For 7 years I lived in Papa’s small Scottish village where it was incredibly difficult to find a place to live. Rich landowners wouldn’t release land for houses and people who’d grown up in the village had very few options when they wanted to set up their own homes. “The Temperance” boarding house offered rooms and some young couples lived there, Hotels offered shared staff accommodation for some but not all of their workers. Many people either rented or bought a caravan so they could have some private space. Finding a site for a caravan was very difficult.
We lived in a caravan parked behind an old farmhouse, we had no piped water, used bottled gas for heating, cooking and lighting and shared one toilet with the people from 3 other caravans including a small child. Eventually we managed to get connected up to a coin in the slot electricity meter that connected to the old house. After Madeleine was born we applied for a Council House and like everyone else in a similar situation thought we were on a list and would eventually make our way to the top. The reality was different.
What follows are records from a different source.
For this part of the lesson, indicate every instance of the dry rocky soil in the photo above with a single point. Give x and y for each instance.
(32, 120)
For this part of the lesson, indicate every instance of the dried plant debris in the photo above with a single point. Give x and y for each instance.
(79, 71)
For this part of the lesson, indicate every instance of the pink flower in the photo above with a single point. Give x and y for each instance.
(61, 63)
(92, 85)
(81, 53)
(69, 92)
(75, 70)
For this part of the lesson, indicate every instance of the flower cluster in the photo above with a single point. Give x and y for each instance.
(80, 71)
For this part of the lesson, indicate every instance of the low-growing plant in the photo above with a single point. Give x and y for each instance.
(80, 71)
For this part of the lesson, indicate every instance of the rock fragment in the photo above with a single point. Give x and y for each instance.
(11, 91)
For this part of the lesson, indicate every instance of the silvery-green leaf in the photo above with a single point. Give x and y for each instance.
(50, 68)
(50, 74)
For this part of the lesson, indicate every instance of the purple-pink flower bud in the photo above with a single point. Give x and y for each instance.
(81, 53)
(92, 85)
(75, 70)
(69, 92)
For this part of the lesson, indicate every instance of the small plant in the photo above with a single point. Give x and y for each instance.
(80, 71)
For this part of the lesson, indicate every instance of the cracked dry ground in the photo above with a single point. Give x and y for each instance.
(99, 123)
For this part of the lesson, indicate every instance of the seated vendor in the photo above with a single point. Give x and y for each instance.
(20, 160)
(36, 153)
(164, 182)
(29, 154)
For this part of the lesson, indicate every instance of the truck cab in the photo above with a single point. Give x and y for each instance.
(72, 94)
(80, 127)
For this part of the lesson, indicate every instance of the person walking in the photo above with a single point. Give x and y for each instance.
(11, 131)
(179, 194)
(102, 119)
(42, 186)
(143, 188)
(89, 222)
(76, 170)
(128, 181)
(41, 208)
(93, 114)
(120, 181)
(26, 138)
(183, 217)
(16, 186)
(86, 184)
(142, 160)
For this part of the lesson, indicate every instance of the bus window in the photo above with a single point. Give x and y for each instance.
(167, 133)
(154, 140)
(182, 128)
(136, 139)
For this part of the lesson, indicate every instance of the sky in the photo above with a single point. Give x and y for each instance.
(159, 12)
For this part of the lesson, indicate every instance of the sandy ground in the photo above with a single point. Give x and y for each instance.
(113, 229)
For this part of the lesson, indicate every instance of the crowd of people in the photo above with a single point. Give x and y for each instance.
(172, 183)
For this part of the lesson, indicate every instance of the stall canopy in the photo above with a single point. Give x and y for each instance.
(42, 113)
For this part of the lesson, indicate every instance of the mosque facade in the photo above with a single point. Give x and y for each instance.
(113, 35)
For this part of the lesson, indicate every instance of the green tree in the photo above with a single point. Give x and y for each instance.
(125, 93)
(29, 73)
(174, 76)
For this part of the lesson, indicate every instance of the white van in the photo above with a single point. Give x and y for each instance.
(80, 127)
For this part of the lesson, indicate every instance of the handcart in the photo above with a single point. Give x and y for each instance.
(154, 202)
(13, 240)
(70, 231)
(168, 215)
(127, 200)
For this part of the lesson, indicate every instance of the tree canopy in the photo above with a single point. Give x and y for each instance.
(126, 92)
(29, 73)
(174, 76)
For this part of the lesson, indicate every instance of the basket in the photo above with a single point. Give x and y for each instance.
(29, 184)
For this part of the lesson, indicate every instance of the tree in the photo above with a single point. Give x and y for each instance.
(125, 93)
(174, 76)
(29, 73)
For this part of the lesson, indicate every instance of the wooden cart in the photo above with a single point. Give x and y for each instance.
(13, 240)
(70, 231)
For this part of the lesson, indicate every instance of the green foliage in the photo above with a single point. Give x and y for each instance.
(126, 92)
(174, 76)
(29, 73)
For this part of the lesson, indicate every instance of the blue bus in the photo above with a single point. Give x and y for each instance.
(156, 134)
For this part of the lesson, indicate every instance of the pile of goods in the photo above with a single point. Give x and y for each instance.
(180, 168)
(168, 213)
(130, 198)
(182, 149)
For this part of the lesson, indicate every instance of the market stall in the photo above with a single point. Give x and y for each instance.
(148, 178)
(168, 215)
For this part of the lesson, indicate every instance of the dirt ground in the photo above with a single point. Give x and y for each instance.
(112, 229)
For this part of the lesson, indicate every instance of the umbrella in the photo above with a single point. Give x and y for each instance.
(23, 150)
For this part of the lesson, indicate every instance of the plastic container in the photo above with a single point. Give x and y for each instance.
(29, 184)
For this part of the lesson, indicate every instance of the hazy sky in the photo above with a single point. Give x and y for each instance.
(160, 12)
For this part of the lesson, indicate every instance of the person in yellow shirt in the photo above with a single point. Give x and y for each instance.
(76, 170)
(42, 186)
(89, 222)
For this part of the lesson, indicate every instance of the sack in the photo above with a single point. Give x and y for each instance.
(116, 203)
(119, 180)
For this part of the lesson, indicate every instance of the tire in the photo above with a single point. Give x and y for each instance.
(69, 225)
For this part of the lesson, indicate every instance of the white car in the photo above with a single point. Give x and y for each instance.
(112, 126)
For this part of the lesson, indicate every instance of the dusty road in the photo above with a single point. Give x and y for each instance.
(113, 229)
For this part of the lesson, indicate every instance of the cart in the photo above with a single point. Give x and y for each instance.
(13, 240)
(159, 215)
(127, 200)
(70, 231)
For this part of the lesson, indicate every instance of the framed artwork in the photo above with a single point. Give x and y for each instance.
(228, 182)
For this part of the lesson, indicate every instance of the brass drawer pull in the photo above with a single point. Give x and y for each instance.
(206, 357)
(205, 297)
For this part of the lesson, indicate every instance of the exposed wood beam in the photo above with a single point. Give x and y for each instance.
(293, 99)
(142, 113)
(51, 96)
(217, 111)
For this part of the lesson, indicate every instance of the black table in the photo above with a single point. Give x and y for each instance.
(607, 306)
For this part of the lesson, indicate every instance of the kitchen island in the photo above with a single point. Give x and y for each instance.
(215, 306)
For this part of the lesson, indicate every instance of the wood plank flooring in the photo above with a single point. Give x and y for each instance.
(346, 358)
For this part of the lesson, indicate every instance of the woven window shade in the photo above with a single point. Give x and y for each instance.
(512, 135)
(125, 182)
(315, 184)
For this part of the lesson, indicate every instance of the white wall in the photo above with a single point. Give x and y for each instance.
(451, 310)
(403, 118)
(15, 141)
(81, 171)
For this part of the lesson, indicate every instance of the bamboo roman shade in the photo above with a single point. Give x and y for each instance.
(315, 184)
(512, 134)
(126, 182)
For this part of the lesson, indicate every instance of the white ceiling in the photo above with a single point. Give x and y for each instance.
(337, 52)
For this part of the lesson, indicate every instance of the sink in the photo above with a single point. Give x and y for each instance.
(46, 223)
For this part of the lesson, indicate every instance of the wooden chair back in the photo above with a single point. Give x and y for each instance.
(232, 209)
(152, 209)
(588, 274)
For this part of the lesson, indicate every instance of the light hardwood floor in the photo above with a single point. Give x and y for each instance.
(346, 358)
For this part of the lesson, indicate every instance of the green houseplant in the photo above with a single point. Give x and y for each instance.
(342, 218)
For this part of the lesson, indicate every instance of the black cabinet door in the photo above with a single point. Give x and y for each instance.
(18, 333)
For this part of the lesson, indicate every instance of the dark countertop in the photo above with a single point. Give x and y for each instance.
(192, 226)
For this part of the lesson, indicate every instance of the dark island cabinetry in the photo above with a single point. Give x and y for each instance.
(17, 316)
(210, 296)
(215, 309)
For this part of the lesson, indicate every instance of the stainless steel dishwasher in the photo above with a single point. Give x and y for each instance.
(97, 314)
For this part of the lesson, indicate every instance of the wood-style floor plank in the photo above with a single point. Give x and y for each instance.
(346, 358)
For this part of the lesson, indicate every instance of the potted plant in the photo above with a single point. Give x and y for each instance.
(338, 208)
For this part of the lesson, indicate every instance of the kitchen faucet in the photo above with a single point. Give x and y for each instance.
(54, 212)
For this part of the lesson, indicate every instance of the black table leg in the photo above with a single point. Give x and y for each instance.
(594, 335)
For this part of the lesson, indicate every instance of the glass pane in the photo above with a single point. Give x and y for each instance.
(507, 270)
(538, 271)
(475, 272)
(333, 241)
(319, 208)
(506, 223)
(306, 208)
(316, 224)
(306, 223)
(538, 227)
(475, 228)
The government were offering incentives for industry to move to country places and housing was one of those incentives. Any people who came as part of the new industry had priority for housing even if they had no children. Families with children moving into the area simply because they liked it also had priority. What this meant for locals was that they never actually had a position on a list, they could never find out where they stood or when they were likely to be housed.
A whole new cIuster of Council Houses was being built and I organised a petition to the Council and although I can’t remember the exact wording of it we all wanted the majority of Council Houses set aside for local people and some way of knowing where we sat on a list. We didn’t ever get to see where we stood but luckily for us we did get one of the new houses and most of our neighbours were people who had grown up in the area.
You didn’t know that about Nana did you?